Chicago vs. Minnesota
Chicago faces a team that as much forward depth as they do along with a goalie who can steal a series. After falling in the first round last year, Minnesota advances to the conference semi-finals where they face the Blackhawks for the second time in three years. In 2015, the Blackhawks swept the Wild. This year won't be as easy, as Minnesota is a better-balanced and more experienced team. But Chicago is on a mission and Kane, Toews, Keith and Seabrook prove to be too much for the Wild. Nino has a big series, as does Parise, but it's not enough. Blackhawks in 6.
Anaheim vs. Edmonton
The "grizzled" vets up front for Anaheim against the kids for Edmonton will be a subplot. Getzlaf and Perry against McDavid and Draisaitl. Gibson should be in net for the Ducks with Talbot between the pipes for the Oilers.

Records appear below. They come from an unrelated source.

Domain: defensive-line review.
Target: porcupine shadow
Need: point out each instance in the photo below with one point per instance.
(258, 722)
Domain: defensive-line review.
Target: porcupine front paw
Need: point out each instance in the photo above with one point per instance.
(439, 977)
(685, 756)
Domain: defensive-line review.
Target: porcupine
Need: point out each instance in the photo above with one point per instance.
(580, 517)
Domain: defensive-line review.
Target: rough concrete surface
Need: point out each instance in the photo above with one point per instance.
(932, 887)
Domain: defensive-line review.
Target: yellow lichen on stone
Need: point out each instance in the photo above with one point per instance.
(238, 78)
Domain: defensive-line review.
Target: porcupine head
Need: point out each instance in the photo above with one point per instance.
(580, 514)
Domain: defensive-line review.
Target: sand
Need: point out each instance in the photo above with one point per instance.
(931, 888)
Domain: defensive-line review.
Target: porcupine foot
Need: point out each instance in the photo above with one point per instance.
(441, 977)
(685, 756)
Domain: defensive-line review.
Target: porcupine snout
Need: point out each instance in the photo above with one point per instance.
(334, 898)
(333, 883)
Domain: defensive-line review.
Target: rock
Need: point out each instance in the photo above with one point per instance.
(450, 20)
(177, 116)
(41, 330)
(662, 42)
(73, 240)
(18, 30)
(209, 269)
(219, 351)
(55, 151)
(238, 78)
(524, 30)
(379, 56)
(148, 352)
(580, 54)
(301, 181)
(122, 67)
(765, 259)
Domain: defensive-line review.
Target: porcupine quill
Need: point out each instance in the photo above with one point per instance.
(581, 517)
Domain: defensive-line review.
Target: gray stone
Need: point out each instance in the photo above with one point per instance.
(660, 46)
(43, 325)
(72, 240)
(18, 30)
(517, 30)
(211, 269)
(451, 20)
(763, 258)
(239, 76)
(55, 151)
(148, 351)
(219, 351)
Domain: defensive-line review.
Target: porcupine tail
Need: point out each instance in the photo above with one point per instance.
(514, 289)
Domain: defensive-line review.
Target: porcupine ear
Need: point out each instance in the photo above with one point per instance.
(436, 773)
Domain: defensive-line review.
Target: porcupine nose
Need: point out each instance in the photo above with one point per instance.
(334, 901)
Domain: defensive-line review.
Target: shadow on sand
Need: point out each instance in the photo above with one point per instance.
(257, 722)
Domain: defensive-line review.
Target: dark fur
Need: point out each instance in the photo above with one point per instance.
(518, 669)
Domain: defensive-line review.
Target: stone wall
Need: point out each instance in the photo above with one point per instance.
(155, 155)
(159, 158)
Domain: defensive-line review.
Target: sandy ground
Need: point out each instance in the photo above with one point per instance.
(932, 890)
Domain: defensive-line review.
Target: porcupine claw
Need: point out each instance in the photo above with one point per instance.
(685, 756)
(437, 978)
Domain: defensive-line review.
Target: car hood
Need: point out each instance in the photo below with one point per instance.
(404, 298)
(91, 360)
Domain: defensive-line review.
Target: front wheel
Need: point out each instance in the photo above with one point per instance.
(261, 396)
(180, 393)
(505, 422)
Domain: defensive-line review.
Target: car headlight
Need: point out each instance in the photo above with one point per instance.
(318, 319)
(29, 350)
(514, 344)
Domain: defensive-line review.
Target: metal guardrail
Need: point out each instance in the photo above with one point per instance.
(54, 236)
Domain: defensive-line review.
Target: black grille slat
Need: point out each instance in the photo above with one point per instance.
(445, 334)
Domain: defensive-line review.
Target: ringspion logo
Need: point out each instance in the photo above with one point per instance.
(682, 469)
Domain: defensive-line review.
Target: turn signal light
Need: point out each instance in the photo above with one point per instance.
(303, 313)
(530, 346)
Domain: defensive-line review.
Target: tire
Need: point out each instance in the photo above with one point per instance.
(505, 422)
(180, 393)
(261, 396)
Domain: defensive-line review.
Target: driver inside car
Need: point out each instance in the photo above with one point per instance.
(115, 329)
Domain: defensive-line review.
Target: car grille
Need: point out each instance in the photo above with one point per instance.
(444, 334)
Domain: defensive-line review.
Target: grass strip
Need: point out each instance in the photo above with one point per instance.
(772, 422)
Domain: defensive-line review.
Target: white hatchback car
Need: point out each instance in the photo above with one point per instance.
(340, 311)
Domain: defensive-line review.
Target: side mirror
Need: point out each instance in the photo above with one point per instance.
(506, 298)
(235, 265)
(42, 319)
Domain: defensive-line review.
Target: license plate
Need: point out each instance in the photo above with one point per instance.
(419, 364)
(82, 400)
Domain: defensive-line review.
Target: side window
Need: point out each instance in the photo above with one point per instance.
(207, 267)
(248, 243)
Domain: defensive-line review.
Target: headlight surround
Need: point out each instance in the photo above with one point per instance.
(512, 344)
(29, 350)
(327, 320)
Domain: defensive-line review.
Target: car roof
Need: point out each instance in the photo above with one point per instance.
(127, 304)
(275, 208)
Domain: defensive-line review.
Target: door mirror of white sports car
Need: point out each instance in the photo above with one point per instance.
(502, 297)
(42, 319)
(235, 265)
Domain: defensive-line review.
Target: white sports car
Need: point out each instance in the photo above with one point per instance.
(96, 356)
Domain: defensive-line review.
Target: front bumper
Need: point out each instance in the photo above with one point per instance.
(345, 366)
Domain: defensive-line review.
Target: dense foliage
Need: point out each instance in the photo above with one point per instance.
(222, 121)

With all the focus on the big boys, don't be shocked if the next tier players like Rakell and Maroon make the difference. This should be a fun series to watch. Klefbom and Larsson help minimize the Getzlaf line just enough, which turns the tide of the series and gives the Oilers the victory. Oilers in 7.
Washington vs. New York
The Beltway vs. Broadway. These two teams have a long history in the playoffs, much fo what has ended in heartbreak for the Capitals. While Lundqvist does his best to hold off Washington, the Capitals top-nine is just too strong. The Rangers are able to score but fail to defend well enough to hold off Washington. Kevin Shattenkirk, the New Rochelle native, torments his favorite team growing up, dominating on both ends of the ice. Washington advance to its first Stanley Cup Finals since 1997-98. Capitals in 6.
Chicago vs. Edmonton
In a brilliantly played conference finals, Chicago has just enough to get past the upstart Oilers. These two teams last met in the playoffs in the 91-92 conference finals with Chicago sweeping Edmonton. This time, it isn't that easy. McDavid matches Kane and Toews point for point, but the duo of Keith and Seabrook aided by Hossa make the difference. Edmonton forces a Game 7 with a double-overtime goal from Rakell but fall at the United Center to dash its Cup hopes. Blackhawks in 7.
STANLEY CUP FINALS
Chicago vs. Washington
The Stanley Cup heads to the U.S. Nation's Capital for the first time ever. Alex Ovechkin gets his title but Backstrom just edges Holtby and Shattenkirk to win the Conn Smythe Trophy. The amount of skill on display throughout the series is staggering with five of the six games decided by one goal. Capitals in 6.